El desinterés por el libro infantil de España e Iberoamérica resulta paradójico
si consideramos que probablemente no había nadie aquel 31 de mayo en la
Biblioteca Nacional de Francia que no haya leído a García Márquez, Borges,
Vargas Llosa o Carpentier. Si los mejores autores iberoamericanos para adultos,
y un buen grupo de sus colegas españoles, resultan familiares a cualquier
francés culto, los hijos y nietos de esos apasionados lectores no tienen fácil
acceso ni siquiera a las premiadísimas Lygia Bojunga Nunes y Ana María Machado,
no pueden leer a la colombiana Gloria Cecilia Díaz (Premio Iberoamericano de
literatura infantil 2006) ¡que sigue inédita tras 20 años viviendo en París! y,
si acaso, lograrán encontrar en las estanterías (de perfil y no de frente) algo
de Elvira Lindo o de la inevitable Laura Gallego.

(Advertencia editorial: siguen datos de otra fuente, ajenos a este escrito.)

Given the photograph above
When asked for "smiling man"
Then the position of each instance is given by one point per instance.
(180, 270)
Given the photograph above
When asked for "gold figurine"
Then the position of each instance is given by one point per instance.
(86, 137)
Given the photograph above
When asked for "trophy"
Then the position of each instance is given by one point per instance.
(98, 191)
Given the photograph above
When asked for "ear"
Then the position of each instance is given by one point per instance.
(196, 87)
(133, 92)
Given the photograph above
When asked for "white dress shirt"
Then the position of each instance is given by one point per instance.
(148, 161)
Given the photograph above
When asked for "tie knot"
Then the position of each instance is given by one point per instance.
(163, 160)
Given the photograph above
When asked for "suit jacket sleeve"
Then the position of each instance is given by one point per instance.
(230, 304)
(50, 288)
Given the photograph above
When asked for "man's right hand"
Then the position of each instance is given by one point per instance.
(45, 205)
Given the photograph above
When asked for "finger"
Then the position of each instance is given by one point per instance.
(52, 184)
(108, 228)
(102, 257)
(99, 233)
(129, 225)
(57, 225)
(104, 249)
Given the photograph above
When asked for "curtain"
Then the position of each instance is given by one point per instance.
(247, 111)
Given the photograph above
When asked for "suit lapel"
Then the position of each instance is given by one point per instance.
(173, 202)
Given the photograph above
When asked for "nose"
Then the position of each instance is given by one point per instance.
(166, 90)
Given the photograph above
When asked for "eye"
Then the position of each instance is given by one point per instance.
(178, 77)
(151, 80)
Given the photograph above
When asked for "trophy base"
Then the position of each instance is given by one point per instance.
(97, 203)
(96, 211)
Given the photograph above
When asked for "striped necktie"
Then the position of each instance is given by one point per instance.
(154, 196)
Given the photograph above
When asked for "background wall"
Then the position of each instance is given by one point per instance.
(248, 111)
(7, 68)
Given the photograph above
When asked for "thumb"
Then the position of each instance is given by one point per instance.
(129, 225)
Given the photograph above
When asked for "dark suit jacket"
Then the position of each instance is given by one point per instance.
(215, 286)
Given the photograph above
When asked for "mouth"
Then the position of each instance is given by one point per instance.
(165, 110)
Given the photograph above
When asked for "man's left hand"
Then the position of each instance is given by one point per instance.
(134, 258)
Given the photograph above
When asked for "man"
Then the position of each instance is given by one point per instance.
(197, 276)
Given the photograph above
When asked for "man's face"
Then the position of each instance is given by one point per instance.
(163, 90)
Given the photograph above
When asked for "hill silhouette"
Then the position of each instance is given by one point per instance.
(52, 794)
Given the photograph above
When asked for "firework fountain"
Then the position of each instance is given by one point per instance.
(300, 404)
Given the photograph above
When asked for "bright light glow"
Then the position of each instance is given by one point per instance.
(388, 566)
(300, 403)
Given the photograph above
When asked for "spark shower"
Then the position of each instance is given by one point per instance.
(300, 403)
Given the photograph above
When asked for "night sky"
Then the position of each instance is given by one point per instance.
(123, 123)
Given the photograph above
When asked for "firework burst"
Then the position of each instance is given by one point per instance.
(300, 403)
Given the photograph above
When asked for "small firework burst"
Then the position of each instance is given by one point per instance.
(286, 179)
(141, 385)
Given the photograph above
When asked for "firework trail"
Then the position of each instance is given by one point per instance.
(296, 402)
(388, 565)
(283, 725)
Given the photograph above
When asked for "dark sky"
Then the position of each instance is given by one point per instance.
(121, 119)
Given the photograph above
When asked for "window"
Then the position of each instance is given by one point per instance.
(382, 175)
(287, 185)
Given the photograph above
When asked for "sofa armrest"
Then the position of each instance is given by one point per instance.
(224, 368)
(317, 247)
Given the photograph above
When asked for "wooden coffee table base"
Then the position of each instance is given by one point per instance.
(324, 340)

Frente a decenas de autores cubanos para adultos, tengo el dudoso privilegio de
representar solo a la literatura infantil cubana en los catálogos activos de la
edición francesa. La situación no era la misma en los años ochenta y 90;
entonces se encontraban, entre otros, libros de los argentinos María Elena Walsh,
Carmen Vázquez Vigo, de los uruguayos Ricardo Alcántara y Carmen de Posadas, de
los cubanos Hilda Perera y Nicolás Guillén, los chilenos Víctor Carvajal y
Marcela Paz, de las brasileñas Antonieta Dias de Moraes, Lygia Bojunga Nunes,
Ana María Machado, Marina Colasanti, Leny Werneck o José Mauro de Vasconcelos,
cuyo best seller Meu pé de naranja-lima llegó a nombrar una colección de
Hachette.
Si el desinterés por la literatura infantil española podría explicarlo la falsa
idea de que sus temas y formas serían similares a los de Francia y que no
valdría la pena la inversión adicional que supone toda traducción, los libros de
autor iberoamericano resultan sospechosos de todo lo contrario: ser “demasiado”
diferentes.
Cuando identificas en un catálogo el tema “América Latina” (o “del Sur”, como
suelen decir erróneamente los franceses) encuentras documentales, colecciones de
cuentos y leyendas e incluso novelas plagados de estereotipos negativos
(violencia, niños de la calle, tráfico de drogas, quema de selvas…) o positivos
(rica imaginación, sólido tejido familiar, naturaleza portentosa…) cuyos autores
o compiladores son –en su abrumadora mayoría- franceses. Se impone así un
mediador “de la casa” entre una realidad presuntamente ininteligible y el joven
lector.
Pude vivirlo este mismo año cuando la editorial Mango me invitó a escribir una
novela en forma de diario de viaje de un chico francés a Cuba. Bajo el mismo
concepto ya habían publicado libros sobre Nueva York, Vietnam, Venecia y
Senegal. La ilustradora prevista había presentado unas acuarelas hechas durante
una estancia de dos semanas a La Habana y Pinar del Río: eran bonitas aunque
bastante estereotipadas.
Unas semanas después supe que la propia ilustradora había sido encargada de un
texto que acumula los más lamentables estereotipos sobre Cuba: la gente vive
sencilla y feliz, las familias son numerosas y bien llevadas, todo el mundo es
alegre y bailador, la naturaleza es una fiesta y las casas están pintadas de
alegres colores; si hay escasez y apagones se debe al embargo estadounidense. El
conjunto debidamente rociado de errores garrafales: Fidel Castro lleva 50 años
en el poder, las pañoletas de los pioneros serían amarillas, el arroz congrí se
prepara con frijoles negros o con lentejas, los viejos automóviles
norteamericanos son de los años cincuenta y sesenta, un niño habanero de 12 años
trabaja como limpiabotas cuando no va a la escuela (de la cual todo el mundo
está tan orgulloso como de sus manuales escolares) y un anciano de más de 80
trabaja como proyeccionista en un cine, etc, etc, etc, etc.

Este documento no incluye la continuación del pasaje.